Cooley posed for dozens of pictures and autographed everything in sight: footballs; posters; pennants; photos; hats — and, of course, a whole bunch of No. 47 jerseys. He stayed for nearly an hour, answering inside football questions, making small talk and discussing new coach Jim Zorn.

I read the article — it really is a terrific story — and set it aside to include in today’s Redskins links. As I watched the game, though, one particular part of the article came back to me: “Cooley promised to send Ron a keepsake football if he scored a touchdown Sunday.” So that was hanging in the balance, along with the score of the game, as Cooley’s touchdown catch was reviewed.

Then, today, I noticed this in the Washington Times:

Walking out of the Washington Redskins’ locker room after Sunday’s 23-17 victory over the Philadelphia Eagles, Chris Cooley clutched the football he caught for his first touchdown of the season, part of a career day for the tight end.

But the game ball wasn’t for him.

Cooley intended to sign the football and award it to receiver Antwaan Randle El, who threw the pass Cooley caught for an 18-yard score.
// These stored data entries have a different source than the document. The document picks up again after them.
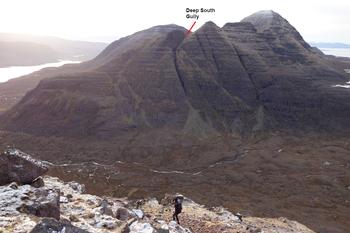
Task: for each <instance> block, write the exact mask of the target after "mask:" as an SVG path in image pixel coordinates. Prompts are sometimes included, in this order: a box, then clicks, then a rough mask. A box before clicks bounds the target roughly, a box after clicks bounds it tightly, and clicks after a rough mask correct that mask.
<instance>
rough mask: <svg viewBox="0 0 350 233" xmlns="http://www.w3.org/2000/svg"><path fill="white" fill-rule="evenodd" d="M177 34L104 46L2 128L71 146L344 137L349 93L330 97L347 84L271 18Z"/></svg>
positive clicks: (17, 104)
mask: <svg viewBox="0 0 350 233" xmlns="http://www.w3.org/2000/svg"><path fill="white" fill-rule="evenodd" d="M185 32H186V30H185V29H184V28H182V27H179V26H176V25H164V26H156V27H153V28H150V29H147V30H144V31H141V32H137V33H135V34H133V35H131V36H128V37H125V38H122V39H120V40H118V41H116V42H114V43H112V44H111V45H110V46H108V47H107V48H106V49H105V50H104V51H103V52H102V53H101V54H100V55H99V56H98V57H97V58H95V59H94V60H92V61H90V62H88V63H85V64H82V65H80V67H86V69H82V68H80V70H79V72H70V73H63V74H62V75H56V76H55V77H51V78H49V79H44V80H42V81H41V82H40V83H39V85H38V86H37V87H36V88H35V89H34V90H32V91H31V92H29V93H28V94H27V95H26V96H25V97H24V98H23V99H22V100H21V101H20V102H19V103H18V104H17V105H16V106H15V107H13V108H12V109H11V110H9V111H8V112H6V113H5V114H3V115H2V116H1V120H0V126H1V128H2V129H6V130H10V131H21V132H26V133H31V134H35V135H66V136H74V137H80V136H93V137H95V136H96V137H109V136H113V135H121V134H123V133H124V132H130V131H133V130H138V131H142V130H155V129H157V130H161V131H163V132H170V131H171V132H173V131H176V132H179V133H186V134H190V135H194V136H208V135H212V134H220V133H235V134H250V133H252V132H256V131H261V130H281V129H282V130H291V129H292V130H305V129H312V130H314V131H341V132H345V131H349V130H350V123H349V121H348V118H349V116H350V104H349V103H350V101H349V98H350V97H349V96H348V90H347V89H345V88H338V87H335V85H337V84H342V83H345V82H346V81H347V79H348V78H347V77H346V76H345V74H344V73H343V72H342V71H341V70H340V69H339V68H338V66H336V65H334V63H330V62H329V60H327V59H326V57H325V56H324V55H322V54H320V53H318V52H315V50H314V49H312V48H311V47H310V46H309V45H308V44H307V43H306V42H305V41H304V40H303V38H302V37H301V35H300V34H299V33H298V31H297V30H296V29H295V28H294V27H293V26H291V25H290V24H289V23H288V21H287V20H285V19H284V18H283V17H281V16H280V15H279V14H277V13H275V12H273V11H261V12H257V13H255V14H253V15H251V16H248V17H247V18H245V19H243V20H242V21H241V22H239V23H228V24H226V25H225V26H224V27H222V28H220V27H218V26H217V25H215V24H214V23H212V22H208V23H206V24H204V25H203V26H202V27H201V28H200V29H198V30H197V31H196V32H195V33H192V35H191V36H189V37H187V38H185ZM169 130H170V131H169Z"/></svg>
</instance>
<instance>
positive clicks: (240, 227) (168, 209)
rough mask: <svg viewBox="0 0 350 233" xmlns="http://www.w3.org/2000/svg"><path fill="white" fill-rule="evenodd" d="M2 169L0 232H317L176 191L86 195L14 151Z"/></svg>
mask: <svg viewBox="0 0 350 233" xmlns="http://www.w3.org/2000/svg"><path fill="white" fill-rule="evenodd" d="M0 167H2V168H5V170H6V171H7V172H6V173H3V174H2V175H3V177H1V181H0V182H1V183H0V206H1V212H0V216H1V217H2V221H1V225H0V231H2V232H31V233H52V232H53V231H54V232H72V233H73V232H74V233H89V232H90V233H108V232H118V233H119V232H128V233H151V232H152V233H164V232H168V233H191V232H193V233H203V232H210V233H219V232H227V233H237V232H241V233H251V232H261V231H262V229H263V231H264V232H271V233H272V232H276V231H278V232H280V233H291V232H295V231H296V230H297V231H298V232H299V233H314V231H312V230H310V229H308V228H307V227H305V226H303V225H301V224H299V223H298V222H296V221H291V220H288V219H286V218H275V219H268V218H257V217H252V216H242V215H241V214H233V213H231V212H229V211H228V210H227V209H225V208H223V207H215V208H211V209H208V208H206V207H204V206H203V205H199V204H197V203H195V202H194V201H192V200H191V199H189V198H186V197H183V196H182V195H181V196H180V195H179V194H176V193H174V192H173V193H171V194H166V195H164V196H163V198H162V199H161V200H160V201H158V200H157V199H156V198H146V197H144V198H142V199H140V200H130V199H128V198H126V197H123V198H114V197H108V196H103V197H99V196H95V195H91V194H88V193H85V190H86V188H85V185H84V184H79V183H77V182H75V181H70V182H67V183H65V182H63V181H61V180H59V179H58V178H56V177H50V176H45V177H44V178H42V177H41V176H39V175H43V174H45V172H47V170H48V168H47V163H45V162H43V161H40V160H37V159H34V158H33V157H31V156H30V155H28V154H26V153H24V152H22V151H19V150H16V149H9V150H6V151H5V152H1V154H0ZM43 168H45V169H44V170H43ZM2 171H3V170H1V172H2ZM175 197H179V199H180V200H182V202H181V206H182V208H183V213H181V214H180V216H179V219H180V221H181V226H180V225H179V224H177V223H176V222H175V221H172V216H171V215H172V213H173V209H174V207H173V199H174V198H175ZM77 207H78V208H77ZM3 216H6V218H4V217H3Z"/></svg>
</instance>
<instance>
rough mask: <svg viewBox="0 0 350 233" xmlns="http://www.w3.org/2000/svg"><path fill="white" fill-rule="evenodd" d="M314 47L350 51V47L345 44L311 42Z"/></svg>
mask: <svg viewBox="0 0 350 233" xmlns="http://www.w3.org/2000/svg"><path fill="white" fill-rule="evenodd" d="M310 44H311V45H312V46H315V47H318V48H337V49H349V48H350V45H348V44H344V43H330V42H310Z"/></svg>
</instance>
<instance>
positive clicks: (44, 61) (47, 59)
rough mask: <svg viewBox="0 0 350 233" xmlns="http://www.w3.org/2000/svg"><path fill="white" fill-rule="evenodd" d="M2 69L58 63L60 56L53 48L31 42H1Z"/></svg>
mask: <svg viewBox="0 0 350 233" xmlns="http://www.w3.org/2000/svg"><path fill="white" fill-rule="evenodd" d="M0 50H1V54H0V67H7V66H25V65H37V64H43V63H49V62H56V61H57V60H58V55H57V53H56V51H54V50H53V49H52V48H51V47H49V46H46V45H42V44H36V43H31V42H3V41H0Z"/></svg>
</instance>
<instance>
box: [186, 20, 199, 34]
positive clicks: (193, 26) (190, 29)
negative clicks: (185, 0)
mask: <svg viewBox="0 0 350 233" xmlns="http://www.w3.org/2000/svg"><path fill="white" fill-rule="evenodd" d="M196 22H197V21H194V22H193V24H192V26H191V27H190V29H188V31H187V33H186V37H187V36H188V35H189V34H190V33H191V30H192V28H193V27H194V25H195V24H196Z"/></svg>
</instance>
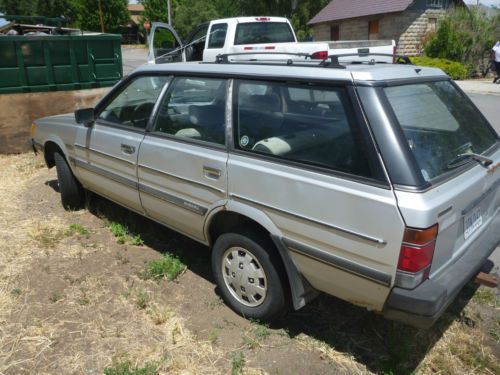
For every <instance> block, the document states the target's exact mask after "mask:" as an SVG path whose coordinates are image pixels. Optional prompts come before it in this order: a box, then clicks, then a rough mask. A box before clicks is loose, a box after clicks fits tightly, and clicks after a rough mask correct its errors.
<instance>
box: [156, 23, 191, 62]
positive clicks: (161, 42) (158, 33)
mask: <svg viewBox="0 0 500 375" xmlns="http://www.w3.org/2000/svg"><path fill="white" fill-rule="evenodd" d="M181 61H186V57H185V54H184V53H183V47H182V42H181V39H180V38H179V36H178V35H177V33H176V31H175V30H174V29H173V28H172V27H171V26H170V25H169V24H167V23H161V22H153V27H152V29H151V34H150V36H149V53H148V63H150V64H164V63H169V62H181Z"/></svg>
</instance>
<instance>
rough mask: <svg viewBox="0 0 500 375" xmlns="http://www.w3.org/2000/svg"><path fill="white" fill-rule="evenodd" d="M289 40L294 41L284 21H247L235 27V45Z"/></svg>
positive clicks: (288, 27)
mask: <svg viewBox="0 0 500 375" xmlns="http://www.w3.org/2000/svg"><path fill="white" fill-rule="evenodd" d="M289 42H295V38H294V37H293V33H292V30H291V29H290V25H288V24H287V23H285V22H248V23H240V24H238V26H237V27H236V37H235V39H234V44H235V45H238V44H259V43H289Z"/></svg>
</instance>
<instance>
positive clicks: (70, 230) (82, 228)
mask: <svg viewBox="0 0 500 375" xmlns="http://www.w3.org/2000/svg"><path fill="white" fill-rule="evenodd" d="M64 234H65V235H66V236H73V235H75V234H78V235H80V236H84V237H88V236H89V235H90V232H89V231H88V230H87V228H85V227H84V226H83V225H81V224H70V226H69V228H68V229H67V230H66V232H64Z"/></svg>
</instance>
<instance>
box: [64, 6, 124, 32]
mask: <svg viewBox="0 0 500 375" xmlns="http://www.w3.org/2000/svg"><path fill="white" fill-rule="evenodd" d="M73 2H74V5H75V11H76V24H77V26H78V27H80V28H81V29H83V30H88V31H101V20H100V17H99V0H73ZM127 5H128V1H127V0H101V7H102V13H103V18H104V30H105V31H106V32H111V33H119V32H120V28H121V27H122V26H125V25H127V24H128V23H129V22H130V13H129V11H128V9H127Z"/></svg>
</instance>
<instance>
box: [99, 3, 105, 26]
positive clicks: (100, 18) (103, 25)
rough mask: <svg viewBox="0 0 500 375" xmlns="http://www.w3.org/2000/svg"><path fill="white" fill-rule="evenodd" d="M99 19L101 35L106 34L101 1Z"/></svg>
mask: <svg viewBox="0 0 500 375" xmlns="http://www.w3.org/2000/svg"><path fill="white" fill-rule="evenodd" d="M99 18H100V19H101V33H104V19H103V17H102V7H101V0H99Z"/></svg>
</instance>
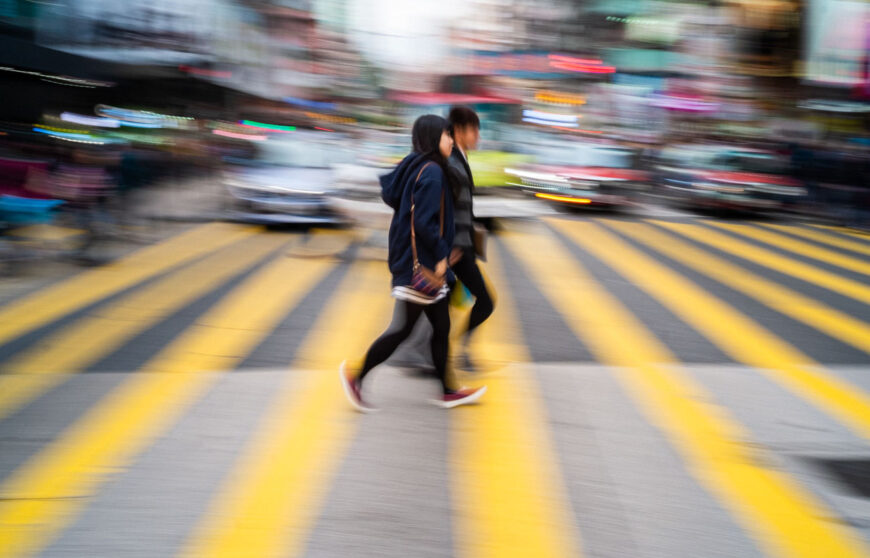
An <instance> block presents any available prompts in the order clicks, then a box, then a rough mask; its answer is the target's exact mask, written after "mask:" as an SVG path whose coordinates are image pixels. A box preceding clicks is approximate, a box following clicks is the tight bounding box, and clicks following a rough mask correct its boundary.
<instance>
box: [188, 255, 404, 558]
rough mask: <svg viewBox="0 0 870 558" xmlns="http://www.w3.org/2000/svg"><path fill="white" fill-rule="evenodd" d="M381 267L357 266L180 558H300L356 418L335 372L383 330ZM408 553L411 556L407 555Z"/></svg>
mask: <svg viewBox="0 0 870 558" xmlns="http://www.w3.org/2000/svg"><path fill="white" fill-rule="evenodd" d="M389 281H390V279H389V274H388V273H387V269H386V266H385V265H384V263H383V262H357V263H356V264H354V265H353V267H351V269H350V270H349V272H348V276H347V278H346V279H345V280H344V281H343V282H342V284H341V286H340V287H339V289H337V290H336V292H335V294H334V296H333V297H332V298H331V299H330V301H329V304H328V306H327V307H326V308H325V309H324V311H323V312H322V314H321V316H320V318H319V319H318V321H317V323H316V324H315V326H314V328H313V329H312V330H311V332H310V333H309V335H308V337H307V338H306V340H305V342H304V344H303V346H302V347H301V348H300V349H299V352H298V354H297V356H296V358H295V362H294V368H297V369H299V368H302V369H307V370H304V371H303V370H297V371H295V372H294V373H292V374H288V375H287V382H286V384H285V385H284V386H283V387H282V388H281V390H280V392H279V394H278V396H277V397H276V398H275V401H274V402H273V404H272V405H271V407H270V409H269V411H268V413H267V414H266V415H265V417H264V420H263V422H262V425H261V427H260V428H259V429H258V430H257V433H256V435H255V436H254V438H253V440H252V441H251V444H250V445H249V447H248V448H247V449H246V450H245V452H244V454H243V455H242V457H241V459H240V460H239V462H238V463H237V465H236V466H235V467H234V469H233V471H232V473H231V474H230V476H229V477H228V480H227V482H226V483H225V485H224V486H223V487H222V489H221V490H220V491H219V493H218V495H217V496H216V498H215V499H214V501H213V502H212V504H211V506H210V507H209V511H208V512H207V513H206V515H205V516H204V518H203V520H202V522H201V523H200V525H199V526H198V528H197V529H196V530H195V531H194V533H193V536H192V537H191V539H190V540H189V541H187V544H186V545H185V546H184V549H183V550H182V552H181V555H182V556H190V557H200V556H201V557H208V558H221V557H227V556H240V557H241V556H244V557H248V556H263V557H267V556H291V557H292V556H299V555H301V554H302V553H303V551H304V548H305V544H306V542H307V538H308V536H309V534H310V531H311V529H312V528H313V525H314V522H315V521H316V519H317V516H318V514H319V512H320V509H321V507H322V504H323V501H324V498H325V495H326V491H327V488H328V486H329V484H330V482H331V480H332V476H333V474H334V473H335V471H336V469H337V468H338V465H339V464H340V462H341V459H342V457H343V455H344V454H345V452H346V450H347V446H348V444H349V441H350V440H351V439H352V437H353V434H354V432H355V429H356V424H357V420H356V417H355V415H354V413H353V412H352V411H351V410H350V406H349V405H348V403H347V401H346V400H345V399H344V394H343V393H342V391H341V386H340V384H339V381H338V372H337V371H338V366H339V364H340V363H341V361H342V360H343V359H344V358H347V357H351V356H354V357H356V356H360V355H362V354H363V353H364V351H365V350H366V349H367V348H368V345H369V344H370V343H371V342H372V341H374V340H375V338H376V336H377V335H378V334H379V333H380V332H381V331H382V330H383V329H385V328H386V326H387V324H388V323H389V319H390V312H391V309H392V305H393V301H392V299H391V298H390V296H389ZM412 553H413V552H412Z"/></svg>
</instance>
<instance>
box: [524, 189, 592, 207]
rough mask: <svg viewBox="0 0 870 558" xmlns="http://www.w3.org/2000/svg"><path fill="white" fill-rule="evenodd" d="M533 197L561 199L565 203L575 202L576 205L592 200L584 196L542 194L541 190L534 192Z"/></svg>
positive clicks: (591, 202) (550, 198)
mask: <svg viewBox="0 0 870 558" xmlns="http://www.w3.org/2000/svg"><path fill="white" fill-rule="evenodd" d="M535 197H536V198H541V199H544V200H552V201H561V202H565V203H576V204H578V205H588V204H590V203H592V200H590V199H586V198H571V197H568V196H556V195H553V194H542V193H541V192H538V193H537V194H535Z"/></svg>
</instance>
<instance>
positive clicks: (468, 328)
mask: <svg viewBox="0 0 870 558" xmlns="http://www.w3.org/2000/svg"><path fill="white" fill-rule="evenodd" d="M452 269H453V273H455V274H456V276H457V277H458V278H459V280H460V281H462V284H463V285H465V286H466V287H467V288H468V290H469V292H471V294H472V295H473V296H474V299H475V300H474V307H473V308H472V309H471V315H470V316H469V317H468V328H467V329H466V330H465V331H464V332H463V335H465V336H469V335H471V332H472V331H474V329H475V328H476V327H477V326H479V325H480V324H482V323H483V322H484V321H485V320H486V319H487V318H488V317H489V316H490V314H492V310H493V303H492V296H490V294H489V291H488V290H487V288H486V282H485V281H484V280H483V275H482V274H481V273H480V268H478V267H477V260H476V258H475V257H474V253H473V252H470V251H466V253H465V254H464V255H463V256H462V259H461V260H459V261H458V262H456V263H455V264H453V266H452Z"/></svg>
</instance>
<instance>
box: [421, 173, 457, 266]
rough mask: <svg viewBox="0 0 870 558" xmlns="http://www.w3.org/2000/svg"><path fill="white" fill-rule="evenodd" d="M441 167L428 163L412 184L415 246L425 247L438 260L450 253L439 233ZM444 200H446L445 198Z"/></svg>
mask: <svg viewBox="0 0 870 558" xmlns="http://www.w3.org/2000/svg"><path fill="white" fill-rule="evenodd" d="M446 186H447V185H446V181H445V180H444V173H443V172H442V170H441V167H439V166H437V165H434V164H433V165H429V167H427V168H426V170H424V171H423V174H422V175H420V180H418V181H417V183H416V184H415V185H414V231H415V234H416V236H417V247H418V249H419V248H420V247H425V248H426V249H427V250H428V251H430V252H432V253H433V254H434V255H435V261H438V262H440V261H441V260H443V259H446V258H447V256H448V255H449V254H450V246H448V245H447V242H446V241H445V240H444V238H443V237H442V235H441V232H440V231H441V221H440V212H441V193H442V192H444V194H448V192H447V191H446ZM445 202H446V200H445Z"/></svg>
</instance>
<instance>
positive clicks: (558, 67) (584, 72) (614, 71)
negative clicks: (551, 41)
mask: <svg viewBox="0 0 870 558" xmlns="http://www.w3.org/2000/svg"><path fill="white" fill-rule="evenodd" d="M548 58H549V59H550V66H552V67H554V68H556V69H559V70H567V71H569V72H581V73H587V74H612V73H614V72H616V68H614V67H613V66H604V65H603V64H604V63H603V62H602V61H601V60H598V59H597V58H595V59H593V58H574V57H573V56H564V55H561V54H551V55H549V56H548Z"/></svg>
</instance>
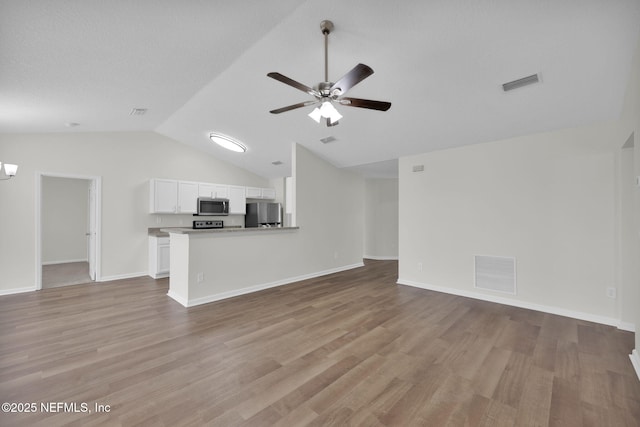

I found Cooley in Redskins Park today and asked him about it. “I kinda got mixed up, because I told El during the week that I’d give it to him,” he shook his head. “I’m gonna give it to [Frazier]. I’m sure El does not care.”

He also mentioned enjoying the experience as a whole. “It was cool,” he said. “They were saying they have thirteen or fourteen seats in the lower bowl, and they all wear 47 jerseys.”

I asked if he had told El about the mix-up yet; he hadn’t, but I was fortunate enough to be around when he did, and it took Randle El about an eighth of a second to show himself to be every bit as classy as Cooley expected.

“Let me sign it too,” he said, after hearing the story. “That’ll work. That’s real good, actually.”

My recording of the conversation is hard to hear, as I just clicked on my recorder while the two talked, with the microphone not particularly close to either of them, so Cooley’s response is somewhat muddled. “I’ll bring it in this week,” he says, meaning the game ball. Then something muffled about visiting the Fraziers, and then, “He’s a really good guy.” It’s not clear if he’s referring to Frazier or Randle El, and in this case it can probably be safely applied to both of them, and Cooley as well.